Since Bristol Food Union launched they have raised £30,700 in donations from the public! Thank you for your donations.

They have also delivered more than 7,000 meals to frontline communities and NHS services.

Paid £28,000 (£4 per meal) from the crowd-funder to Bristol’s independent restaurants and suppliers to help produce these meals.

Delivered more than 700 weekly provisions boxes to foster-care leavers across the city, plus hosted online cook-alongs to help them use the ingredients

Donated chefs and kitchens staff to the Caring in Bristol ‘Cheers Drive’ initiative, which has produced 35,000 meals for Bristol’s homeless citizens to-date.

During May Rob del Naja’s one-off art “Fire Sale” in support of the Bristol Food Union exceeded its target, with the sale of 1037 prints in ten days generating in excess of £100k to feed frontline Bristol communities.
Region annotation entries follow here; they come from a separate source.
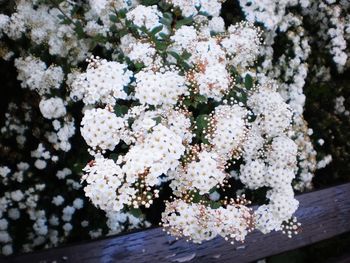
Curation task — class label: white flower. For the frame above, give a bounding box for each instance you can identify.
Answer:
[39,97,67,119]
[80,109,125,150]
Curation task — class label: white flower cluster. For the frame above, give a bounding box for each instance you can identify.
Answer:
[167,0,223,17]
[0,0,90,64]
[170,20,260,101]
[135,69,188,106]
[168,151,228,195]
[71,1,304,246]
[0,0,340,254]
[80,109,125,150]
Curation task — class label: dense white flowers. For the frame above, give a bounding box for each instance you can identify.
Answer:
[80,109,125,150]
[167,0,222,17]
[0,0,342,255]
The success of the collaboration will allow the Food Union to continue to supply free-meals to Bristol’s most vulnerable people for a further 6 weeks.
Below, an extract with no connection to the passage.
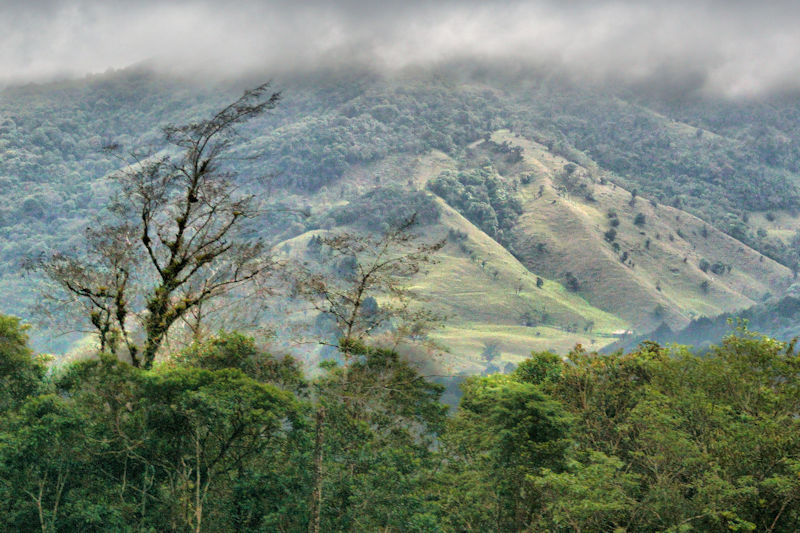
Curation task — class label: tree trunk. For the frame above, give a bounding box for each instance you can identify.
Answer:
[308,406,325,533]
However, Del Naja (3D) and the food union – a collective of restaurants, food businesses and community organisations that came together across-sectors to ensure that the city of Bristol was fed during the acute stages of the Covid-19 crisis – have issued a joint warning that the project and its funding model must now be adapted, if it is to continue to ensure that those most in need of good quality, free or heavily discounted food are not abandoned as the pandemic peak is passed.
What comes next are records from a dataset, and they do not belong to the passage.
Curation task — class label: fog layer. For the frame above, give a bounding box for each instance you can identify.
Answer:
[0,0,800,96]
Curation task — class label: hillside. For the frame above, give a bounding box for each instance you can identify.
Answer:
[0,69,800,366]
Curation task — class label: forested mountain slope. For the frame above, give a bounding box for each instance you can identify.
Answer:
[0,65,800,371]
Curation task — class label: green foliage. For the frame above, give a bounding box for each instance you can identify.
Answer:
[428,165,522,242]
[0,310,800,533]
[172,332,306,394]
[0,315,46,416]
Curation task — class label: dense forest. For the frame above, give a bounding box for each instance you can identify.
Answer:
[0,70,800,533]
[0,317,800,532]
The Food Union now plans to take a dual focus; prioritizing frontline communities across the city, where sudden changes in circumstances have led to a spike in food poverty and a huge increase in the use of food banks – whilst also ensuring that frontline NHS workers, for whom the issue has been primarily logistical rather than financial, can still access nutritious, discounted food.

Bristol artist, Rob del Naja said:

I’d like to thank everyone for their generous contribution to this project. Live music and large-scale social gatherings are something we will obviously have to wait a little longer for, but in the meantime, it feels good to finally do an honest day’s work! Public interventions during the first 12 week of the pandemic have been amazing. But public philanthropy is not the long-term solution to this complex situation, and people have their own livelihoods to worry about. The COVID 19 pandemic has given me an insight into food security and local vulnerabilities in the supply chain, and an appreciation of the perilous position the hospitality sector now finds itself in.”

Robert Del Naja

Food Union organiser, Aine Morris said:

We’re thrilled with the success of our fundraising activities in recent weeks, but government and regional councils now have an obligation to ensure their citizens can access good food at reasonable prices in the longer-term. We’re increasingly concerned about those newly affected by food poverty and believe that this group of citizens will only expand in the coming months. We urgently need to prioritise the delivery of a National Food Plan which ensures resilient UK food supply chains, and recognises the powerful role that the food and hospitality sector could play in helping to keep communities well fed.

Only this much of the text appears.